France, Italy to Open Online Poker Borders for Shared European Player Liquidity

4 min read

Following years of isolation and market stagnation, France, Italy, Spain, and Portugal could be forming a significant strategic alliance in the poker world.

Emmanuel Macron online poker
French President Emmanuel Macron had initially rejected the idea of online poker liquidity sharing, but now is more sure such a commitment to international openness could improve economic conditions for online gaming operators, as well as player experience for his citizens. (Image: EU Observer)

According to a press release issued by French online poker regulator ARJEL, gaming authorities from all four nations will meet in Rome on Thursday to sign a player liquidity sharing agreement to establish a framework allowing for future cross-border play.

“This agreement will set the basis for cooperation between the signing Authorities in this context and will be followed by further necessary steps within each of the jurisdictions involved in order to effectively allow for liquidity poker tables,” read the June 30 statement from ARJEL.

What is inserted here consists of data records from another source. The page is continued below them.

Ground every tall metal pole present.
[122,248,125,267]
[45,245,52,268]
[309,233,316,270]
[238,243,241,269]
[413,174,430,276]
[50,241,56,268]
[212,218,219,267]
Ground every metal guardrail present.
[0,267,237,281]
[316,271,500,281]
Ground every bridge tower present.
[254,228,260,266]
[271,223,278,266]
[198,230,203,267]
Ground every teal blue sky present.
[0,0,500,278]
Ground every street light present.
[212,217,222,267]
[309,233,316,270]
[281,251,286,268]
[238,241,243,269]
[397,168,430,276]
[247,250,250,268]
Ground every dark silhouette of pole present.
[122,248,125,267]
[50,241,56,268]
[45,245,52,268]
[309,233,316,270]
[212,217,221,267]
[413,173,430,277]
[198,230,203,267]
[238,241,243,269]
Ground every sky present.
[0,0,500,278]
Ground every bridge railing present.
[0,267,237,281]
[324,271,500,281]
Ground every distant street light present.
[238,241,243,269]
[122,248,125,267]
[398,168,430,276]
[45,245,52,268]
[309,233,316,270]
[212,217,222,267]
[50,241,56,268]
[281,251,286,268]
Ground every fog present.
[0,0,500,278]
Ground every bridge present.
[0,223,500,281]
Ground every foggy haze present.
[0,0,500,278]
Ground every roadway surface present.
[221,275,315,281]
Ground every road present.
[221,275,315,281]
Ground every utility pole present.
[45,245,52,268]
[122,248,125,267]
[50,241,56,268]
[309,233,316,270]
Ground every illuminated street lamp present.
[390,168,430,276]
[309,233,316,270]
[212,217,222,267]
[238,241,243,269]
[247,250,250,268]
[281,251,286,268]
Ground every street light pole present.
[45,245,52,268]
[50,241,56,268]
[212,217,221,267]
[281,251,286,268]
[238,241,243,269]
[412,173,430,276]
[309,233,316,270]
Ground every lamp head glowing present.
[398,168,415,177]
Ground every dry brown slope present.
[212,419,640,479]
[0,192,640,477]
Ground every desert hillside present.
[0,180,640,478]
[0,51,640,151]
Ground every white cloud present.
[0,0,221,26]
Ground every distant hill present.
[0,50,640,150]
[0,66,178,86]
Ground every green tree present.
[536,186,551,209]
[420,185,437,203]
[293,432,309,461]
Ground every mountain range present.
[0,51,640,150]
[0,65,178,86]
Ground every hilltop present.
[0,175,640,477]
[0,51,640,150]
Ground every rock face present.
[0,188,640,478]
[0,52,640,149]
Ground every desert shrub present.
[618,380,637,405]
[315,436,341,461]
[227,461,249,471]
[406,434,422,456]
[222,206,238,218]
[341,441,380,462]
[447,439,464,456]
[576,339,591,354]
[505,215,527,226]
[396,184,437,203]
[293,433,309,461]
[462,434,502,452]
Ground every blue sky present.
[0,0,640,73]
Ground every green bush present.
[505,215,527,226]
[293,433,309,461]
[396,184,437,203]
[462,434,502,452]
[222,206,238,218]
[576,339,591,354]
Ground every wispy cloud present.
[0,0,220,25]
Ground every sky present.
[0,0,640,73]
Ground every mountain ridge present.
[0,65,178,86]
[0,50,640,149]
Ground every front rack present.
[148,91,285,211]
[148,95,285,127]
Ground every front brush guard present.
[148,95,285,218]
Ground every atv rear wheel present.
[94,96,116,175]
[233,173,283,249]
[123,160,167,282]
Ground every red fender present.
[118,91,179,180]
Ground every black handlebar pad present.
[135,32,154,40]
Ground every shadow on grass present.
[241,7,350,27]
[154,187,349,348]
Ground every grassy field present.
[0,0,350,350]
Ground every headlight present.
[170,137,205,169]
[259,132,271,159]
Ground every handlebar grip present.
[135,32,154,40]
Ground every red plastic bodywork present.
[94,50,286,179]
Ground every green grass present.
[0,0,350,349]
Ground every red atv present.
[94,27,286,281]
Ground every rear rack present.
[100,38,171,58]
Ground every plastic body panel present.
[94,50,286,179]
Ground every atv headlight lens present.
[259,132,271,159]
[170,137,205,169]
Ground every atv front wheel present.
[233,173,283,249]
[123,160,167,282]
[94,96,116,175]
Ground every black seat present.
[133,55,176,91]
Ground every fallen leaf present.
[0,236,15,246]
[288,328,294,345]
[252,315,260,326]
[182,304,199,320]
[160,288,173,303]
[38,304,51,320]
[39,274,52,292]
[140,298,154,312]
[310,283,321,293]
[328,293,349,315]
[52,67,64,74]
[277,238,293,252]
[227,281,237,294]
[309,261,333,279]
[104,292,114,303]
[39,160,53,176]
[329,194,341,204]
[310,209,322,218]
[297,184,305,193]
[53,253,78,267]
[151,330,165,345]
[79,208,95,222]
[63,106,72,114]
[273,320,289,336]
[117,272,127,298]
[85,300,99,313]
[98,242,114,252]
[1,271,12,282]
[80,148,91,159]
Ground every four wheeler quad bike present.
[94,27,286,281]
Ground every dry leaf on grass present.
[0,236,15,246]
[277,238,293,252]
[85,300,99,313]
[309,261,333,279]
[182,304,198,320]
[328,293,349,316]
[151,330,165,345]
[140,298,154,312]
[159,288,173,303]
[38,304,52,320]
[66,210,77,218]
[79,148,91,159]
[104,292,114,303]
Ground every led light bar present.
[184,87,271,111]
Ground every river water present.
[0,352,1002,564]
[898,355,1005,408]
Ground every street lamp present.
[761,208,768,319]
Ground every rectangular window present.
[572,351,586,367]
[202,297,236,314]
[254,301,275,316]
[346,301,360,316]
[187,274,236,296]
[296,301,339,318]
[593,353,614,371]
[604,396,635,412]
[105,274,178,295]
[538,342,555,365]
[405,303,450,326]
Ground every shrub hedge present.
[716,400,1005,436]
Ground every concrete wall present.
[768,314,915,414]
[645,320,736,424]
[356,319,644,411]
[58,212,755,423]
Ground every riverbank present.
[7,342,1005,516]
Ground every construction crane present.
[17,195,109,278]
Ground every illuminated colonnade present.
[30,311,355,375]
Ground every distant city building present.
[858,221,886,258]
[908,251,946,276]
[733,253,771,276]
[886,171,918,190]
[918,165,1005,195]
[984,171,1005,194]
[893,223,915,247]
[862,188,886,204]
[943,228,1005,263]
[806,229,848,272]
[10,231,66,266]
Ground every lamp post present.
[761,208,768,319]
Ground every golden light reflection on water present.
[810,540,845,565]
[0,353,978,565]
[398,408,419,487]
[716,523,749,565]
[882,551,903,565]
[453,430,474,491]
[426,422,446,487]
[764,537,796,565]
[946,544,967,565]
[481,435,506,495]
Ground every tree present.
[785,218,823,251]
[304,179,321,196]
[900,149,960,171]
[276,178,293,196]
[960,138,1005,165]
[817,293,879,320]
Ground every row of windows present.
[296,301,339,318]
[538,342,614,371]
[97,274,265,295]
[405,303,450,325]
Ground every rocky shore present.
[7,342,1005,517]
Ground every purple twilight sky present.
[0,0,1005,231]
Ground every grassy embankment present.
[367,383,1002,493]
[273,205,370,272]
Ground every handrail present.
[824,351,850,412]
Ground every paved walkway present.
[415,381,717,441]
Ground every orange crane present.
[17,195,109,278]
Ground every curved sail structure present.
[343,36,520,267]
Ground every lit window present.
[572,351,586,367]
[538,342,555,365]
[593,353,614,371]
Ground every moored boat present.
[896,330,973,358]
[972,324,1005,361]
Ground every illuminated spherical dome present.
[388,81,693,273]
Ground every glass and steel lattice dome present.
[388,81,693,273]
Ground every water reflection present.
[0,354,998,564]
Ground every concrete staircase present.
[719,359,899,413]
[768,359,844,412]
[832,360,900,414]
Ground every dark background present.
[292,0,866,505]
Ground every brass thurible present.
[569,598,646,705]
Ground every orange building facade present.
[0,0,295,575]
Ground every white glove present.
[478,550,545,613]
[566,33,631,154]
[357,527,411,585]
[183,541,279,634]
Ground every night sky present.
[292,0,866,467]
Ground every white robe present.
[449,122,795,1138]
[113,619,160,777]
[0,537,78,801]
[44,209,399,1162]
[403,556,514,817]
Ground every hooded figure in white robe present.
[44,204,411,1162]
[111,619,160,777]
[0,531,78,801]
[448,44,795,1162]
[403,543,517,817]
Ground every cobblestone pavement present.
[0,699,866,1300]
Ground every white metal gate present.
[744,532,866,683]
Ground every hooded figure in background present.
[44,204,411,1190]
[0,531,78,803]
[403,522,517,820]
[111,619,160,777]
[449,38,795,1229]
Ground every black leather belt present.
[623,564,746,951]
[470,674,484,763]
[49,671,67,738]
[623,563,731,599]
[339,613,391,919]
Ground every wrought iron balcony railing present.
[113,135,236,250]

Although the sharing of international player pools won’t be immediate, the agreement will form a contract through which the four nations will begin work to implement such a transition.

New Deal for Segregated Markets

For nearly seven years, each of these four countries has offered legal and regulated online poker, but only within their own boundaries, so players could only compete against their fellow countrymen. Such limited player pools provide less game selection for players and make business more costly for operators.

Talk of player sharing to improve industry health has been ongoing since 2013, with a proposal moving forward in 2014. By the time it got to the desk of then Minister for the Economy Emmanuel Macron in January 2015, the future president of France rejected the idea but didn’t dismiss it outright.

The decision by French ministers was partly as a reaction to the steady drop in revenue from online poker operators. Segregated player pools and high taxes led to a sustained period of falling revenue between 2011 and 2016.

Even though there where flickers of resuscitation, increased tournament revenue (thanks to increased player fees) and a 2 percent year-over-year gain in 2016, cash game traffic was still down. This was a problem other isolated European countries were facing as well.

Strategic European Alliance

Indeed, with Spain, Portugal, and Italy charting similar regulatory pathways and seeing similarly sputtering online poker markets develop, they couldn’t help but see better fortunes in a more open model being pursued by the UK.

Despite introducing its own overhaul of iGaming regulations in 2014, the UK opted to remain part of an international player pools alongside other countries offering regulated online poker. This decision has seen UK online poker revenue, moreover online gaming as a whole, generate increasing profits over the last two years.

Online gambling has flourished in the UK following regulation that didn’t isolate British players. According to a UK Gambling Commission 2016 report, online gaming became the largest sector of the UK gambling industry between April 2015 and May 2016, accounting for 33 percent of its regulated transactions.

Back in May 2017, ARJEL said that it would look to make liquidity sharing happen as “soon as possible,” which means we could see the first operators open their virtual borders at any point after the agreement is signed, though a timeline for the international reconnect has not yet been determined.

If this partially open model works proves beneficial, it could be useful in the US as well. If more states legalize online poker within their own borders, embracing the ability to share player pools makes revenue potential more promising, and could bring us closer to a day when the whole world played poker with less concern for politically drawn boundaries.